There is no dud among the other works in this box. The Fifth Symphony is a ‘centre grain’ interpretation where I wondered whether Bernstein's enthusiasm rather than his interest was being constantly sustained. Certainly it flares brightly in the finale. Oddly enough, in the extraordinarily personal reading of the Fourth, I never once felt that Bernstein's concentration was drifting out of focus.

The sonics are pretty good throughout without being in any way resplendent. Fresh as paint really; the only downside being the print-through pre-echo you get when a silence precedes a loud brass exclamation as in the second movement of the First Symphony. Analogue hiss only obtrudes in the whispered opening measures of the Seventh. Harps and woodwind solos are given an engineer's helping hand … and very welcome too.

These are stereo recordings but the imperious lifelike qualities of Decca recordings at their best elude CBS. We are talking about recordings made between forty and fifty years ago. They still sounds good enough for this disc to be compared with Barbirolli, Ashkenazy and Vänskä. Its value is not yet purely historical.

The coupling scheme is CD1: 1 and 3; CD2: 2, Luonnotar; Pohjola's Daughter; CD4 4 and 5; CD4: 6 and 7. CD2 mimics the contents of a disc long separately available in the Bernstein Century series. CD3 is coupled exactly as a disc in Sony's Bernstein ‘original jackets’ box (soon to be reviewed here by Jonathan Woolf). CD1 contains a First which had a separate existence in the Bernstein's ‘Century’ series coupled with the Seventh.
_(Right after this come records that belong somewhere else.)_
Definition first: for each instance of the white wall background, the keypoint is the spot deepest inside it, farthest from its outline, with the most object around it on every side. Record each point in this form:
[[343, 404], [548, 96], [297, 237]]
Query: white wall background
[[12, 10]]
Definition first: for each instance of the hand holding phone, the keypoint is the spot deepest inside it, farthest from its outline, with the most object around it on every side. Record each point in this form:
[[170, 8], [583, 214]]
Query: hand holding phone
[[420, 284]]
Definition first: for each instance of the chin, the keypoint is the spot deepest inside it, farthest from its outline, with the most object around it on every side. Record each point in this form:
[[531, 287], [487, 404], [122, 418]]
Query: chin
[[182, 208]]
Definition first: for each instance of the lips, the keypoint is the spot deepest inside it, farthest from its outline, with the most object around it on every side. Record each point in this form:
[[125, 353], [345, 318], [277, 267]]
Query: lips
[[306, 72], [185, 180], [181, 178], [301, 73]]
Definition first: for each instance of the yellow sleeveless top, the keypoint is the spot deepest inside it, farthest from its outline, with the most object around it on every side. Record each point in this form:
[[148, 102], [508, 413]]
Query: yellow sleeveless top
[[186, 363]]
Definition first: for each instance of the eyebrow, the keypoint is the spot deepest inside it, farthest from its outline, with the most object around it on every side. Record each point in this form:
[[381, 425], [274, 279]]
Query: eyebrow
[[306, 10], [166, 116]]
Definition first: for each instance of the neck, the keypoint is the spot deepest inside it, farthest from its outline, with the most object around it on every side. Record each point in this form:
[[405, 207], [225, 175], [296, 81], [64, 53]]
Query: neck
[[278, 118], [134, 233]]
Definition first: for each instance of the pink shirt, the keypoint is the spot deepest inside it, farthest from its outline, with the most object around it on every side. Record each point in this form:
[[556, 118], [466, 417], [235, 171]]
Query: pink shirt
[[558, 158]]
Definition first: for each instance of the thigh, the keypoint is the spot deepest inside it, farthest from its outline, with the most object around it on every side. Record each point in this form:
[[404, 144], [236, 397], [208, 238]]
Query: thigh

This is, in general, deft Sibelius. For the most part Bernstein wrong foots the usual presumptions about swooping romanticism and inability to distinguish between sentiment and sentimentality (John L Holmes). Only the Fourth Symphony is mannered in much the same way as Bernstein's 1980s recording of the Enigma with the BBC Symphony Orchestra (DG). Then again, late in his career he recorded with the Vienna Philharmonic a 51 minute Second Symphony on DG digital 419 172-1GH. This was taken from a performance in the Grosser Musikvereinsaal, Vienna during October 1986. Insupportable! His 36 minute VPO/DG Fifth Symphony was similarly distended (DG 427 647-4GH c/w Symphony No. 7). Of that 1980s partial cycle the reportedly most successful ‘volley’ was Symphony No. 1 435 351-2GH at 41 minutes. Bernstein and DG never completed the Seven. Symphonies 3, 4 and 6 were left in the realms of the imagination.

The bargain price of the present set, presumably circa £20.00, perhaps prepares us for a booklet that has covers that are just plain blue - no text on the covers. You cannot, without opening it, tell which way up it is. A nice feature is that the date of the premiere appears inside the booklet track-listing underneath the main title of each work. Matthias Henke's notes are far too preoccupied with telling us what is going on in the music at a technical level to be much of an adornment.

This compilation is patented to Sony France. The set was issued there in different livery back in 2001 on 5023162 (see the lower of the two covers above). That set is still available on Amazon.fr at 21.24 euros as well as at www.zweitausendeins.de at 19.99 euros. Amazon.uk will sell you that French imported set for £23.99 (amazon co uk).

This Sony UK issue is a recommendable full cycle. There are compromises but you would not be done a disservice as a neophyte to learn your Sibelius from this source.